Although as we can seethe organization do offer a great deal of support for someone who may have an alcohol problem I do feel that the way in which the organisation offers help can be criticised . For example there is a set structure to the help provided and very little flexibility is offered within this structure. This I feel could become a problem for a sufferer of alcohol dependence because structure is not always what they need. The approach seem a very here and now approach and I feel that this is not always the best method to use within the area of Alcoholism. I feel that a good improvement would be to adopt a more person centred approach rather like counseling and offer more flexibility for the client.
We can clearly from the discussion above that anyone who has an alcohol addiction has a great deal turmoil and pain to face if they are to become sober and maintain their sobriety.
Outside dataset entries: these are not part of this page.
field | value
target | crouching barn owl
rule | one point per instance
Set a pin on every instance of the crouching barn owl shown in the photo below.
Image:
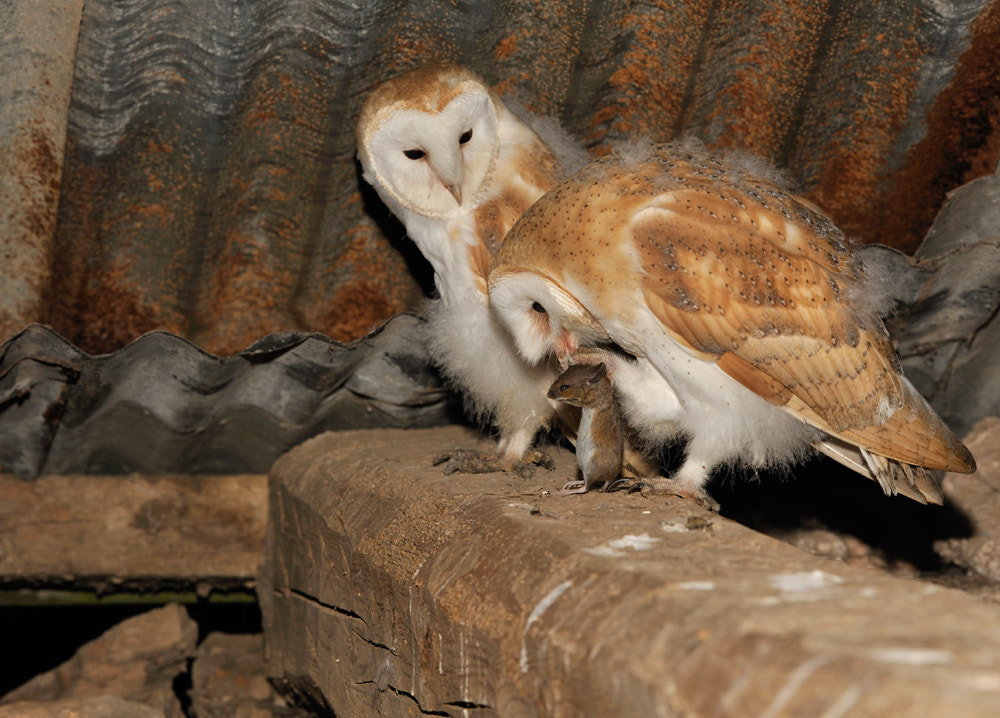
(457, 167)
(729, 313)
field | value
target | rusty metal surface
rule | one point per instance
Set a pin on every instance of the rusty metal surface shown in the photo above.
(162, 405)
(37, 46)
(210, 188)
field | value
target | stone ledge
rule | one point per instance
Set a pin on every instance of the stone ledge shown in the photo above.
(389, 589)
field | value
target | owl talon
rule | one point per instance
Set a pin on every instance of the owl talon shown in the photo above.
(626, 484)
(573, 487)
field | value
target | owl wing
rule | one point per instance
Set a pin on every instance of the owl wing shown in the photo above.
(765, 286)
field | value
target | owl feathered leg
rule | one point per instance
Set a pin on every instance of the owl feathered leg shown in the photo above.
(689, 482)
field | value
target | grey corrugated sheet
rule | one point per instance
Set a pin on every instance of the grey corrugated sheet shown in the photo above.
(162, 405)
(202, 178)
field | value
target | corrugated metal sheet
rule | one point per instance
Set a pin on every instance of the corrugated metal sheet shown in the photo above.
(162, 405)
(207, 173)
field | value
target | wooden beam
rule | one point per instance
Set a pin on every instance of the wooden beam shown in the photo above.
(390, 589)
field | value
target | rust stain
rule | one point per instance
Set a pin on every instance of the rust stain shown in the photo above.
(855, 166)
(962, 141)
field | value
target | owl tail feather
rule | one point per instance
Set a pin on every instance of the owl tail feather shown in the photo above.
(893, 476)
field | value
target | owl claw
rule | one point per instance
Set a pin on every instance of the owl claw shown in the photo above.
(471, 461)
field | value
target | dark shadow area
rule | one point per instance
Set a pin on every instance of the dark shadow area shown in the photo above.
(822, 494)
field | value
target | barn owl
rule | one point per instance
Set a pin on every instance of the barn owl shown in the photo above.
(457, 167)
(729, 313)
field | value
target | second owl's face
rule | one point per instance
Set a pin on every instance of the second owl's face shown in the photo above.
(436, 163)
(543, 319)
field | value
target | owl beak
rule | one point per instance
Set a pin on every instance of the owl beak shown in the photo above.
(565, 348)
(455, 190)
(448, 167)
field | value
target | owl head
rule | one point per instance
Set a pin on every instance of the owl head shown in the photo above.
(542, 317)
(428, 140)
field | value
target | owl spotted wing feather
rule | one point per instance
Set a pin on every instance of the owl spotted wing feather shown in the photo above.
(762, 287)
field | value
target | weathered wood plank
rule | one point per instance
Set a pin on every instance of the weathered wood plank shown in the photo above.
(144, 532)
(389, 589)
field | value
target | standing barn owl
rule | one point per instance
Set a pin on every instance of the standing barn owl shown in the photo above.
(457, 167)
(729, 313)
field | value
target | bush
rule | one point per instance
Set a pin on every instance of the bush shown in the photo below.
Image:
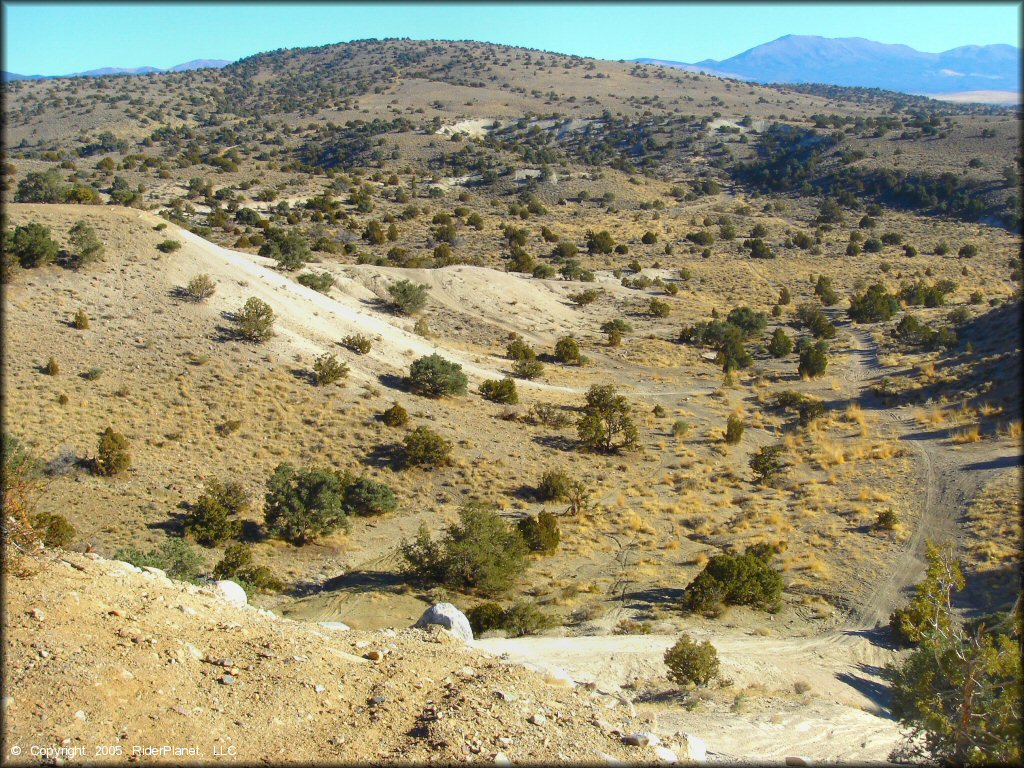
(606, 423)
(32, 245)
(113, 455)
(767, 463)
(201, 288)
(733, 429)
(328, 370)
(736, 580)
(479, 552)
(780, 344)
(541, 532)
(395, 416)
(424, 448)
(213, 517)
(691, 663)
(356, 343)
(54, 529)
(366, 498)
(567, 351)
(174, 557)
(813, 360)
(320, 282)
(432, 376)
(407, 297)
(255, 321)
(81, 321)
(303, 504)
(500, 391)
(85, 246)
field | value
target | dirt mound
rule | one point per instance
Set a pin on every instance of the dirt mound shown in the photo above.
(101, 655)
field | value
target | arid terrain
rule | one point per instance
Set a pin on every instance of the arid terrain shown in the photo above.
(486, 173)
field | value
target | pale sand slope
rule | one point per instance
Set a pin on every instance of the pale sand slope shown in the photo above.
(835, 722)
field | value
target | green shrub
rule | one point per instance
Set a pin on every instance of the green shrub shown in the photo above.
(479, 552)
(255, 321)
(733, 429)
(213, 518)
(541, 532)
(356, 343)
(54, 529)
(424, 448)
(113, 456)
(395, 416)
(407, 297)
(606, 423)
(500, 391)
(320, 282)
(780, 344)
(736, 580)
(303, 504)
(328, 370)
(174, 557)
(432, 376)
(367, 498)
(201, 288)
(691, 663)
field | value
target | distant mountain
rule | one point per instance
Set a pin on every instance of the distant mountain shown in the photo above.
(198, 64)
(856, 61)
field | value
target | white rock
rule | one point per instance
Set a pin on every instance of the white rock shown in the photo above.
(231, 592)
(692, 750)
(448, 616)
(558, 676)
(665, 755)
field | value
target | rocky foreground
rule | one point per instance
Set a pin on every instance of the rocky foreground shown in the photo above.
(104, 662)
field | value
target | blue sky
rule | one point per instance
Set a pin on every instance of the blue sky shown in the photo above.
(59, 38)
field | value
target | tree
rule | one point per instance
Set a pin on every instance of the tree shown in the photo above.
(606, 423)
(691, 663)
(958, 692)
(303, 504)
(813, 359)
(113, 454)
(780, 344)
(432, 376)
(424, 448)
(408, 297)
(255, 321)
(213, 517)
(85, 246)
(32, 245)
(479, 552)
(500, 391)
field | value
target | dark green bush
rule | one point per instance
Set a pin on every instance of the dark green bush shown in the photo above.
(303, 504)
(432, 376)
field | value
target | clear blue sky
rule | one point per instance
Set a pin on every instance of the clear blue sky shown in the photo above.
(55, 38)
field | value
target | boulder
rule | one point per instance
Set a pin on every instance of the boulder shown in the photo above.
(448, 616)
(231, 592)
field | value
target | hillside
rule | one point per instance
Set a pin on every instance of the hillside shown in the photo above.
(371, 327)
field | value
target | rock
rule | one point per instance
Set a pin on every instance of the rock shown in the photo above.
(560, 677)
(335, 626)
(692, 750)
(231, 592)
(642, 738)
(449, 616)
(665, 755)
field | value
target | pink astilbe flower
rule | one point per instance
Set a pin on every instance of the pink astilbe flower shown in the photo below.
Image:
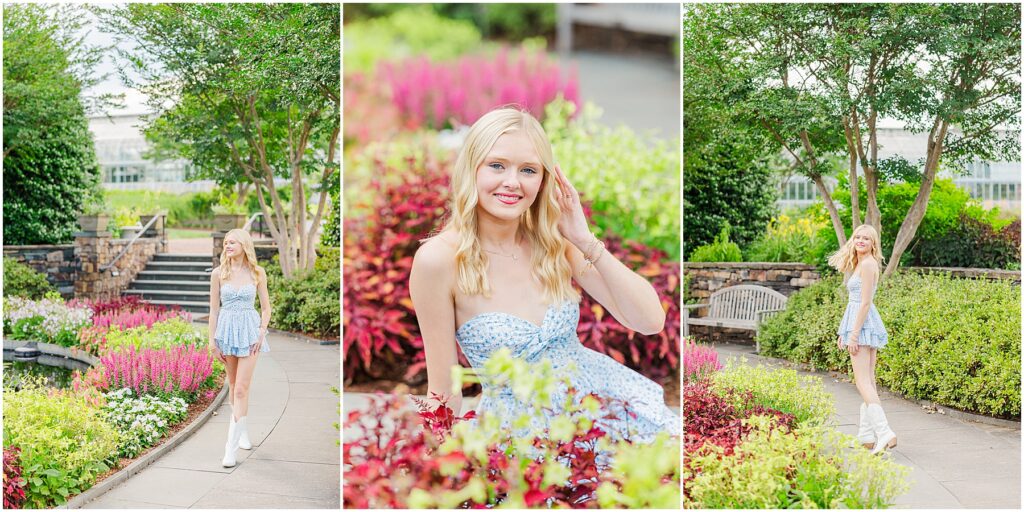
(129, 311)
(433, 94)
(178, 370)
(699, 361)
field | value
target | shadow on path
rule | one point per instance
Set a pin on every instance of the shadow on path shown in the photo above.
(295, 461)
(953, 463)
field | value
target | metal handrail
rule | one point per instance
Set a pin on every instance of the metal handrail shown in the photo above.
(137, 236)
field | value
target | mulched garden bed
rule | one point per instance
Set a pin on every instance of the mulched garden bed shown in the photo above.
(195, 410)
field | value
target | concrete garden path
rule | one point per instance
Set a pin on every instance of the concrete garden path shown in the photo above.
(295, 461)
(954, 463)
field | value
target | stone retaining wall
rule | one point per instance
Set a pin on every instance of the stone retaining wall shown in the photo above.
(57, 262)
(96, 250)
(705, 279)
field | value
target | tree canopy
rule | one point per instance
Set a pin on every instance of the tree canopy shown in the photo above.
(817, 78)
(248, 92)
(50, 167)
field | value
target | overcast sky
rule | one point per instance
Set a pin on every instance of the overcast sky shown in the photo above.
(134, 101)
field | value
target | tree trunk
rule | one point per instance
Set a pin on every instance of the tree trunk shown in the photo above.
(916, 212)
(851, 145)
(830, 207)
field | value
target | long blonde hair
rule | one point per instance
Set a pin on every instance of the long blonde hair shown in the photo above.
(539, 223)
(846, 259)
(248, 255)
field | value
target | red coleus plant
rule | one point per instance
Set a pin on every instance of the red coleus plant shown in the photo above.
(710, 418)
(403, 206)
(392, 455)
(13, 482)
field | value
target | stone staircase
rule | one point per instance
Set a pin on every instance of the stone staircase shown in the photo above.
(175, 280)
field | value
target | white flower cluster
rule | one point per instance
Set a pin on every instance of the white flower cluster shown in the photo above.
(141, 420)
(56, 316)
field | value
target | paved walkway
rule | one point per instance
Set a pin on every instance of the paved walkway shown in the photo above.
(295, 461)
(953, 463)
(640, 91)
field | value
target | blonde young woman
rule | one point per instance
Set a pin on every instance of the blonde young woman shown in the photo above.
(500, 274)
(861, 332)
(238, 333)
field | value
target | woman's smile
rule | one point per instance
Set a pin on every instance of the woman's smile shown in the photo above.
(508, 199)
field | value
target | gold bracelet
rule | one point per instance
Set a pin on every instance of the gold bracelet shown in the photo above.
(590, 258)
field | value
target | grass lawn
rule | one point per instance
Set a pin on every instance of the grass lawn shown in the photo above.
(179, 233)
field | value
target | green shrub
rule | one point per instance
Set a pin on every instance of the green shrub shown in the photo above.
(728, 178)
(790, 239)
(406, 33)
(721, 250)
(166, 334)
(331, 235)
(811, 467)
(22, 281)
(782, 389)
(954, 231)
(631, 180)
(956, 342)
(308, 302)
(66, 442)
(973, 243)
(183, 210)
(49, 162)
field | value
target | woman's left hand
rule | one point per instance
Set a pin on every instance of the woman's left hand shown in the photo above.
(254, 348)
(572, 222)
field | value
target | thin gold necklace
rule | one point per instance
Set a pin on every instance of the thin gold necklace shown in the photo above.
(514, 256)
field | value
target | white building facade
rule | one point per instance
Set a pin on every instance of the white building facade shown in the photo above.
(120, 148)
(993, 183)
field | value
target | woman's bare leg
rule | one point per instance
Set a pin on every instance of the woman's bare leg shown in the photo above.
(244, 377)
(230, 369)
(863, 377)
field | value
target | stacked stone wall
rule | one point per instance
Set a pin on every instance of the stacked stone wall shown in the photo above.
(705, 279)
(96, 281)
(57, 262)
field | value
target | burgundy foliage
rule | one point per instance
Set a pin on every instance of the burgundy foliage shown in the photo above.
(407, 204)
(13, 483)
(394, 451)
(710, 419)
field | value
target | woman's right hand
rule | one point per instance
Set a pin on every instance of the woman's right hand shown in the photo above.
(216, 352)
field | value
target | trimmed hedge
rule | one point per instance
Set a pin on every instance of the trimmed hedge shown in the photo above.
(23, 281)
(952, 341)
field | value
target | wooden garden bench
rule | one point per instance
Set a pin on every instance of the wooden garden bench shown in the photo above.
(740, 306)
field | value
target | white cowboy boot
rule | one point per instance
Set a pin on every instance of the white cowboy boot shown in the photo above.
(864, 434)
(244, 441)
(232, 443)
(885, 437)
(243, 427)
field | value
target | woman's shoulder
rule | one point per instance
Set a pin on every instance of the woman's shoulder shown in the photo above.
(436, 253)
(868, 263)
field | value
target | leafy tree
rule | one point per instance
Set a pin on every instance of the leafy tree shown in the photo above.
(727, 170)
(816, 78)
(50, 167)
(249, 92)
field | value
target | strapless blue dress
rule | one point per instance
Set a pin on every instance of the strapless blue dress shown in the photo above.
(238, 323)
(590, 372)
(872, 333)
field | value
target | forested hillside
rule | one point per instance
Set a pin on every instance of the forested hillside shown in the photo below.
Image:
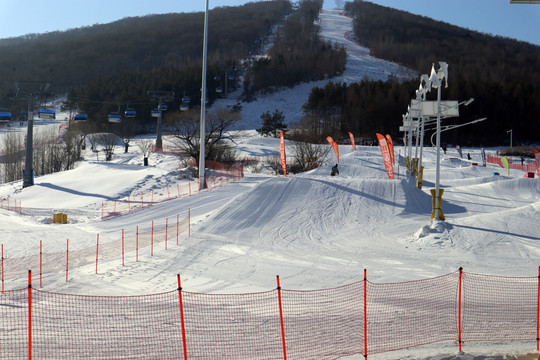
(134, 46)
(501, 74)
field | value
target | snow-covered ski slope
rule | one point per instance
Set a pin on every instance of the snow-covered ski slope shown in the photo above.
(336, 28)
(314, 230)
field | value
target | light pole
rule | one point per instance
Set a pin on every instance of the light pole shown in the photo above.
(202, 130)
(421, 95)
(436, 79)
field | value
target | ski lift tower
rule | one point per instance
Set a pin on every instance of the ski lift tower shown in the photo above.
(30, 90)
(160, 97)
(202, 128)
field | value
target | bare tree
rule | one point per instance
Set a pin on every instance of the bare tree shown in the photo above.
(309, 156)
(12, 154)
(74, 138)
(108, 141)
(146, 147)
(184, 126)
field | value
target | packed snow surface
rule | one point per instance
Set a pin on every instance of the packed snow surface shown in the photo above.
(314, 230)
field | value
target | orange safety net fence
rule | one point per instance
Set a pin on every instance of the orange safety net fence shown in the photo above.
(361, 318)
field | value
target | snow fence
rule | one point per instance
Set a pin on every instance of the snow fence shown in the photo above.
(360, 318)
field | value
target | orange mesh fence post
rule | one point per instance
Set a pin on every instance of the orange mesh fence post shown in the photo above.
(182, 317)
(40, 263)
(122, 247)
(538, 313)
(281, 320)
(365, 313)
(2, 268)
(97, 250)
(29, 314)
(67, 258)
(492, 303)
(459, 305)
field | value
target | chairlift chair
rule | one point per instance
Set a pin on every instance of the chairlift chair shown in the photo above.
(5, 116)
(47, 114)
(80, 116)
(156, 113)
(115, 117)
(130, 113)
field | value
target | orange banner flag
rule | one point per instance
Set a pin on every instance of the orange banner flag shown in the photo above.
(334, 146)
(282, 153)
(385, 150)
(390, 146)
(352, 140)
(537, 158)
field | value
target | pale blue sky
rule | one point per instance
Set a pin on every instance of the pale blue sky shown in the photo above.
(497, 17)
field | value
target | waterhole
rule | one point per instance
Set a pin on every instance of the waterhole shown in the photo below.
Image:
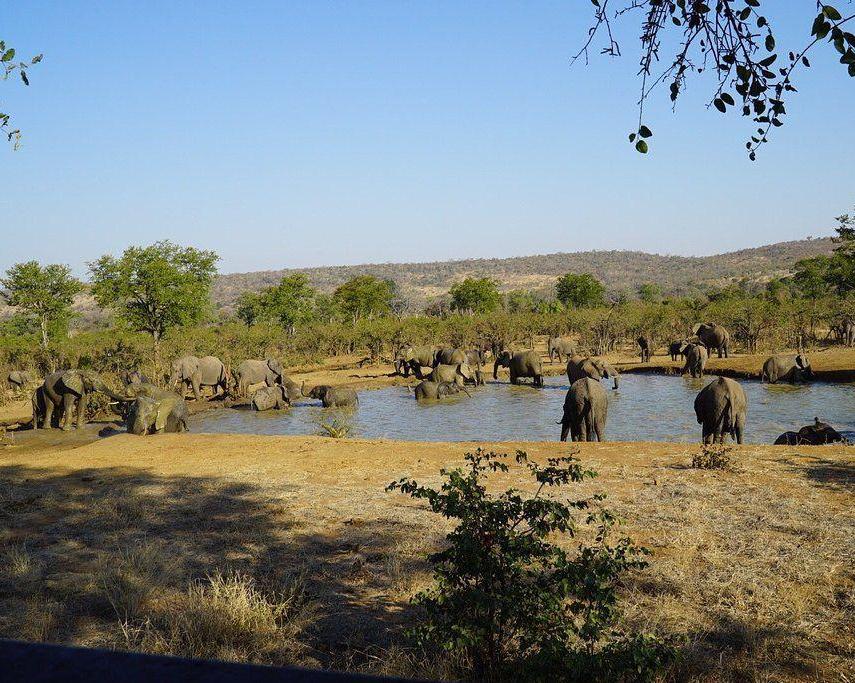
(645, 408)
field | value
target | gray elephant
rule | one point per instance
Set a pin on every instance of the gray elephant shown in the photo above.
(414, 358)
(556, 346)
(156, 411)
(696, 359)
(333, 397)
(714, 337)
(193, 372)
(786, 368)
(721, 409)
(458, 374)
(271, 398)
(253, 372)
(18, 379)
(520, 364)
(677, 348)
(67, 391)
(586, 409)
(817, 434)
(430, 390)
(581, 366)
(645, 344)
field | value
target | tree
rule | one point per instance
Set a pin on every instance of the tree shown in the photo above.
(43, 294)
(365, 296)
(732, 39)
(475, 295)
(10, 66)
(156, 288)
(580, 291)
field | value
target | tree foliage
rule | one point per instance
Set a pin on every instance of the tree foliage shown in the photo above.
(44, 294)
(732, 39)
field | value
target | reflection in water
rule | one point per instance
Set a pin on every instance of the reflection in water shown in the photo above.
(646, 408)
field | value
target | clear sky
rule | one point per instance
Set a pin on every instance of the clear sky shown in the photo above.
(286, 134)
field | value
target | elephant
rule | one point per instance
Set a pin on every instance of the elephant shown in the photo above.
(696, 359)
(586, 408)
(333, 397)
(520, 364)
(677, 348)
(18, 379)
(250, 372)
(199, 372)
(558, 345)
(721, 408)
(817, 434)
(157, 411)
(415, 358)
(274, 397)
(646, 345)
(713, 336)
(788, 368)
(458, 374)
(68, 390)
(449, 356)
(430, 390)
(581, 366)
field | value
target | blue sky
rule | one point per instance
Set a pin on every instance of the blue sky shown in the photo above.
(285, 134)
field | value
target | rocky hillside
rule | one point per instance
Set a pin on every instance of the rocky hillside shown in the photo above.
(419, 283)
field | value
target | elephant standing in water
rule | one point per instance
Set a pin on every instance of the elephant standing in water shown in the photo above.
(787, 368)
(645, 344)
(721, 408)
(558, 345)
(581, 366)
(696, 359)
(713, 336)
(333, 397)
(520, 364)
(252, 372)
(67, 390)
(586, 409)
(199, 372)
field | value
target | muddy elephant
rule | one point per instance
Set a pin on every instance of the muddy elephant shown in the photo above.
(520, 364)
(586, 409)
(714, 337)
(271, 398)
(67, 391)
(252, 372)
(414, 358)
(430, 390)
(677, 348)
(786, 368)
(645, 345)
(582, 366)
(193, 372)
(18, 379)
(696, 359)
(157, 411)
(332, 397)
(556, 346)
(817, 434)
(721, 409)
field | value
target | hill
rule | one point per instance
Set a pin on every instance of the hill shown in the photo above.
(420, 283)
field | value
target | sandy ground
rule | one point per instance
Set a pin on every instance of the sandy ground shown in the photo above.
(752, 569)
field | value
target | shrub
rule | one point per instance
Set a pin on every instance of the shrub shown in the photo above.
(510, 600)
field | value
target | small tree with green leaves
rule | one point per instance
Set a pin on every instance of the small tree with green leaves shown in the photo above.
(44, 295)
(512, 601)
(156, 288)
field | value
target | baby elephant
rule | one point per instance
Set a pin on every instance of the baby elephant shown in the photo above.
(333, 397)
(586, 408)
(429, 390)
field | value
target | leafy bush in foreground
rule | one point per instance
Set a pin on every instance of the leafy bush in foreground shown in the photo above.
(513, 602)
The Psychological implications outlined in the essay highlighted this. For example the tendency that someone who is impulsive and seeks new sensations is at risk of suffering and that alcohol reduces the pain caused by guilt, anxiety, stress and depression often faced by many people. This reduction is however temporarily and these feelings will re-emerge and often in more depth. This creates a never-ending psychological cycle, which increases in severity as time goes on. We can also see that there is help and ways of trying to overcome the problem of addiction and the ‘twelve-steps’ program is clearly a positive method.
From completing this paper my knowledge and understanding of alcoholism has developed immensely. I am now considering completing personal research into the area of alcohol addiction. From the research I have completed I feel that there has to be alterations in the way alcohol is advertised, sold and consumed in this country. As I illustrated early in the discussion, the number of people suffering from this illness in this country is immense and higher than anywhere in Europe. There must be a reason for this and I feel it would be a very interesting topic to explore further, especially because more and more people are seeking the benefits of counselling to assist with the problem.